# Miscellaneous Herp Interests > Photography >  Nikon D90 Help

## Neal

So I'm going to purchase the Nikon D90 when I return home and as I know nothing about DSLR related stuff like lenses, I'm going to need help.

For Macro pictures I know that I'm already getting the Tamron 90mm one as I've read that's one of the better ones that you can get for this camera.

The next dilemma I have is the camera comes with the Nikon 18-105mm VR(Vibration Reduction) and they also have the Nikon 18-55mm VR. I'm assuming that the 105 has a better zoom, and I'll be using this until I get around to getting an 18-200mm or even an 18-300mm I think. Any help would be greatly appreciated.

I could also use some information regarding a different flash, but what I'm confused on is whether the flash attaches to the camera or something else? Thanks for any help.

----------


## CoN

Good choice! My other half bought me my first dslr for my birthday last year, a D90. I`ll never get rid of it, even if I have to keep it for a backup when I upgrade.
Have you bought the camera and lenses yet? If so what did you get? I got mine with the 18-105mm kit lens (I was actually looking for the 18-55mm, but wasn't available here).
Since I got the D90, I've added a few lenses and accessories.
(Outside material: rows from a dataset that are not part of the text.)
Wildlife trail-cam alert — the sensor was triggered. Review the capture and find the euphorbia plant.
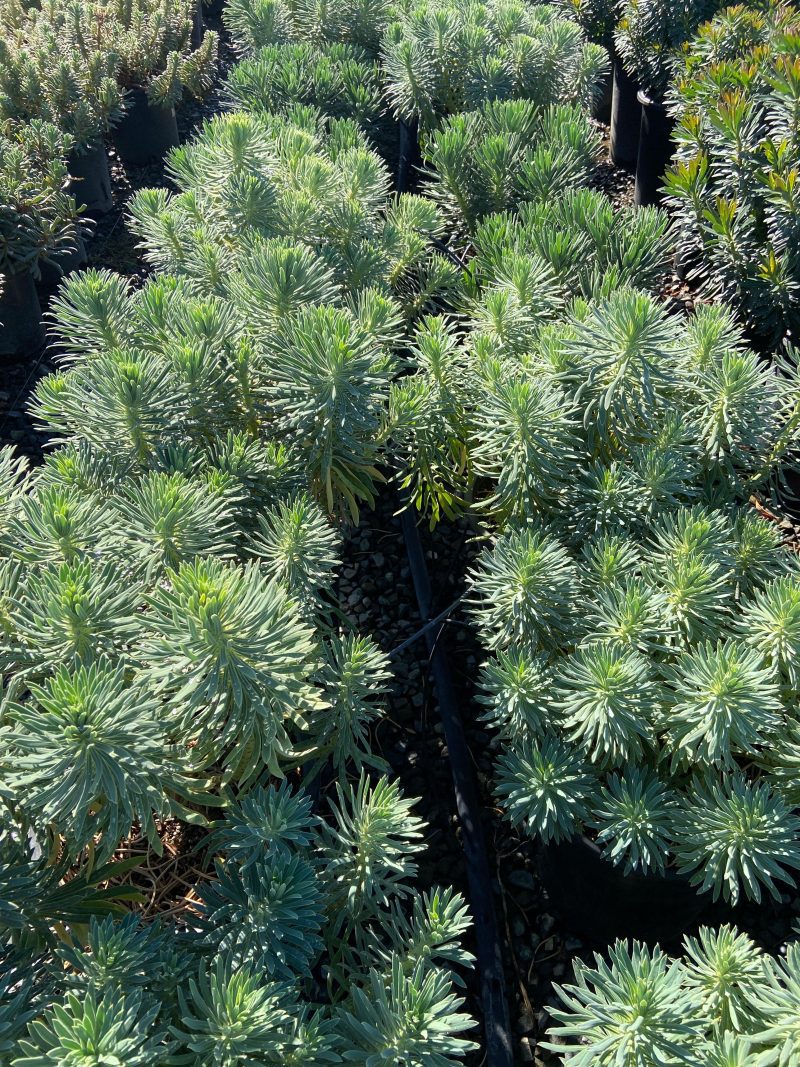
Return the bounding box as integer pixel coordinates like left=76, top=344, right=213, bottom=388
left=381, top=0, right=608, bottom=129
left=0, top=120, right=78, bottom=277
left=546, top=926, right=800, bottom=1067
left=666, top=2, right=800, bottom=345
left=0, top=778, right=476, bottom=1067
left=614, top=0, right=721, bottom=101
left=0, top=0, right=123, bottom=154
left=76, top=0, right=218, bottom=107
left=396, top=281, right=800, bottom=901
I`ll wait for your reply to see what you got and go from there.

Here`s a few photos with the D90.
http://www.flickr.com/photos/9583807...7633509508951/

and

http://www.flickr.com/photos/lamb_py...7632563133473/

----------


## reptileexperts

Grats on the new DSLR Neal, they are a fun thing to play with. Get comfortable with the setup you have and make your first add on the flash. You dont need anything too fancy in this department. Check ebay and bhphoto used department and see about picking up a second hand Nikon SB-600 flash, or spring for the newer Sb-700 flash. Add to that a Vello or Stoffen Soft Bounce for another 10 USD, and then a flash cable (to bring the flash off the camera, giving you more creative ability). 

The Tamron 90mm is fine. Play with it a long while before upgrading your glass. Your glass will be something that when you do upgrade you want to do it right. Mainly because your glass (lenses) is what holds value. the D90 itself will break over time (shutter wear and tear, accidents, upgrade fever), and its value drops monthly to be honest (all bodies, even pro bodies do!). So get use to the DSLR world, then make a sound judgment about lens upgrades. Don't just buy the 200 dollar 300mm lens because it sounds awesome!!! Wait it out. Learn your subjects you want to photograph, if it's just reptiles, your 90mm will do you for a long while. If you want to move onto birds, you need to consider something more along the lengths of 400mm which cost a bit more and just go WAY up for higher end stuff. 

Again, grats, and feel free to shoot me a message if you run into a question. 

Cheers

----------


## Alexis111

Mmmm i am using Nikon D700 and this is my first camera when i started y photography career this is very best camera to use and make photographs i like this camera because the result and all the features of this camera is good and quality .................

----------